Crowdfunding platforms, such as Kickstarter, allow innovators to raise funds. With millions of backers and hundreds of thousands of projects, predicting project success can be challenging. If we could predict success, we could help increase the success rate of future projects by adjusting various factors.

Description

Using a dataset of over 300,000 Kickstarter projects containing general project information, we will train a model to classify projects as successful or failed. For this demonstration, we use a sample of 20,000 projects.

Objectives

Profiling: Generate statistics using the Profile Snap from the ML Analytics Snap Pack.
Data Preparation: Prepare the dataset using the ML Data Preparation Snap Pack.
AutoML: Use the AutoML Snap to build and select the best-performing model.
Cross Validation: Use the Cross Validator (Classification) Snap to evaluate different machine learning algorithms for predictive accuracy.

Profiling

We first prepare the data by selecting relevant fields, converting data types, and filtering out irrelevant projects.

Using the Mapper Snap, we select and rename fields, followed by the Type Converter Snap to derive data types. We filter projects with statuses other than successful or failed. The Date Date Time Extractor Snap converts dates to epoch format, and the Mapper Snap calculates project duration.

Finally, we use the Profile Snap to compute statistics, saving the results as a JSON file on SnapLogic File System (SLFS).

Data preparation

Next, we transform the dataset for machine learning.

The first Mapper and Type Converter Snaps are reused from the previous pipeline. We read the profiling statistics, then convert categorical data to numeric using integer encoding and one-hot encoding, making the data ready for machine learning. We scale numeric fields to a range of 0 to 1 for consistency.

AutoML

In this pipeline, we use the AutoML Snap to build multiple models within a set time and resource limit, choosing the one with the best performance.

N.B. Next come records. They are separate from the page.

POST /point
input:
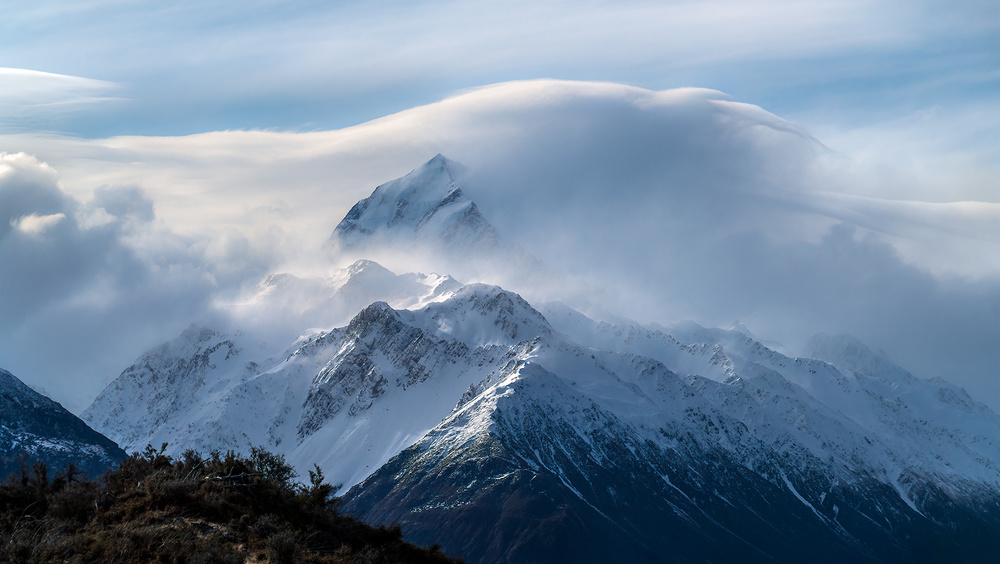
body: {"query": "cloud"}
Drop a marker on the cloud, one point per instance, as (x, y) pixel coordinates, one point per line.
(190, 67)
(80, 298)
(31, 99)
(673, 204)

The File Reader Snap reads the processed dataset. The AutoML Snap then builds up to 10 models within a 3,600-second time limit. This Snap supports Weka and H2O engines and various algorithms. The XGBoost model achieved the best performance with an AUC of 0.74.

Cross validation

This pipeline performs 10-fold cross-validation with different classification algorithms, allowing us to compare accuracy across models.

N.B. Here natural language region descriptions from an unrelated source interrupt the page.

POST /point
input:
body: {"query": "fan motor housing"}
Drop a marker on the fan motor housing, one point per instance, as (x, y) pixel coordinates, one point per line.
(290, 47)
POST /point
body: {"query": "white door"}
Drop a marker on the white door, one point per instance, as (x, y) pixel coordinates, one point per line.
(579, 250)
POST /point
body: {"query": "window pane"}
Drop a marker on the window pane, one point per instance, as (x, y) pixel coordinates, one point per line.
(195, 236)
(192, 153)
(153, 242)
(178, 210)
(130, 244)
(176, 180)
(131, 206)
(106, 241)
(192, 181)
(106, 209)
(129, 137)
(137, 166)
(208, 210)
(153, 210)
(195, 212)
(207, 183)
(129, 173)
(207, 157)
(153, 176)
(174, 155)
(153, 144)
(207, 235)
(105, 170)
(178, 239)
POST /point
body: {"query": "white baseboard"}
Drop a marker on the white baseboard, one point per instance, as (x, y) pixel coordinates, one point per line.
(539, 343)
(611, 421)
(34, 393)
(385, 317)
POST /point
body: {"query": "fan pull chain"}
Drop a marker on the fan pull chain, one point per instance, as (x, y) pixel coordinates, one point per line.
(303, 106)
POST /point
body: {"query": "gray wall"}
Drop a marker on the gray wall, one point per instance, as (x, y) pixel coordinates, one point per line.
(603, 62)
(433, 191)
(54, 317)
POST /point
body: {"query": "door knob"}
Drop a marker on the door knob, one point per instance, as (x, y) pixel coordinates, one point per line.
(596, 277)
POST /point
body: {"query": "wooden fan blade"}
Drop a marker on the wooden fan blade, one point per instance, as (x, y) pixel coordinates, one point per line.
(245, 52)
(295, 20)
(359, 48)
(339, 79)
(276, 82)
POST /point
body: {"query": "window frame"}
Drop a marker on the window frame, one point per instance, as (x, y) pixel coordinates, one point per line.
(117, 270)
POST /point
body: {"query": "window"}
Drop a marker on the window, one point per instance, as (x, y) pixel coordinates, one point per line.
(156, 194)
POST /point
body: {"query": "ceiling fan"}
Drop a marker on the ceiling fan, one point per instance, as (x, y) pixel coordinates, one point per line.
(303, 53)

The parent pipeline uses the pipeline Execute Snap to call a child pipeline with specified parameters (e.g., algorithm name). The child pipeline performs cross-validation on the dataset, and the results are aggregated in the parent pipeline to find the algorithm with the highest accuracy. Logistic regression performed best on this dataset with an accuracy of 66.6%, improving upon the baseline accuracy of 59.5%.

Building API

To deploy this pipeline as a REST API, click the calendar icon in the toolbar and choose either a Triggered Task or Ultra Task.

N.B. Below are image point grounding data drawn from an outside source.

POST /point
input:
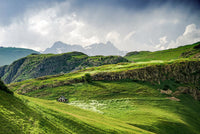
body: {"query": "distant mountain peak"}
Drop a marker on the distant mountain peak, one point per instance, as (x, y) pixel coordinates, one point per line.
(106, 49)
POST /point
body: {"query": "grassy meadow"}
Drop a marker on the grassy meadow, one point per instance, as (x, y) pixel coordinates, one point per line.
(121, 106)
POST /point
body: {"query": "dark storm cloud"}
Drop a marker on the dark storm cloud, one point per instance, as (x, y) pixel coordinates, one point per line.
(129, 24)
(10, 9)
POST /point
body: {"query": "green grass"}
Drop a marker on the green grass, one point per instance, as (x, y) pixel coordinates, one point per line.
(133, 103)
(63, 79)
(164, 55)
(20, 114)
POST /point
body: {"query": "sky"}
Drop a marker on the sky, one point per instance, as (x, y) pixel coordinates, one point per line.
(131, 25)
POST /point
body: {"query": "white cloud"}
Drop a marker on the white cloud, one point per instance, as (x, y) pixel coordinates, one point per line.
(113, 37)
(190, 35)
(41, 27)
(129, 35)
(162, 43)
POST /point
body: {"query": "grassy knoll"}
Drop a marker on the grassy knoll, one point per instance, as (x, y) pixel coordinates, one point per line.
(20, 114)
(135, 103)
(187, 51)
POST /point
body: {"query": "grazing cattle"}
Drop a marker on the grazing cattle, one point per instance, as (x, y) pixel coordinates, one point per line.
(62, 99)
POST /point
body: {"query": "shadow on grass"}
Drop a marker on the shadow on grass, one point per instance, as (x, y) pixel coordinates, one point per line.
(166, 127)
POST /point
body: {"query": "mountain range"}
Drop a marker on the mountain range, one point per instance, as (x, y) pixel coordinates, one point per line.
(37, 65)
(10, 54)
(142, 93)
(91, 50)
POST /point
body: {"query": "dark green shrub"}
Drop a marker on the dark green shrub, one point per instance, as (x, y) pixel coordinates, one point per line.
(4, 88)
(87, 77)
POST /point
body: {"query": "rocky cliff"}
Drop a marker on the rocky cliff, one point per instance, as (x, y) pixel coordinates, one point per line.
(183, 72)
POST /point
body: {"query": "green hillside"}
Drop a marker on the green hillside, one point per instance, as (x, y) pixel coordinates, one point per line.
(20, 114)
(34, 66)
(188, 51)
(137, 102)
(10, 54)
(159, 96)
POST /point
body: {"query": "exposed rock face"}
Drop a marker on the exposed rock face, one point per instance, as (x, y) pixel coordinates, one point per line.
(183, 72)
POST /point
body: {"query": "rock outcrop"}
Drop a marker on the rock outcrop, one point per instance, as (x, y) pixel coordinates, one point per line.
(183, 72)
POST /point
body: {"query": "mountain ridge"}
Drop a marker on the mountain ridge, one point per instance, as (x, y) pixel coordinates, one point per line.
(10, 54)
(34, 66)
(91, 50)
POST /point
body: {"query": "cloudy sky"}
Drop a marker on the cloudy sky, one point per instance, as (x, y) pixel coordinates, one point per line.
(129, 24)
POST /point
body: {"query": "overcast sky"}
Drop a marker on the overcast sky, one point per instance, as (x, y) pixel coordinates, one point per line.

Triggered Task: Suitable for batch processing.

Ultra Task: Recommended for real-time API access.

To get the URL, open the Create Task window, select Show tasks in this project in Manager, and click Details.

API testing

In this pipeline, a sample request is generated with the JSON Generator Snap and sent to the Ultra Task via the REST Post Snap. The Mapper Snap extracts and formats the response.

The final response includes prediction results and confidence scores, allowing users to assess project success probability.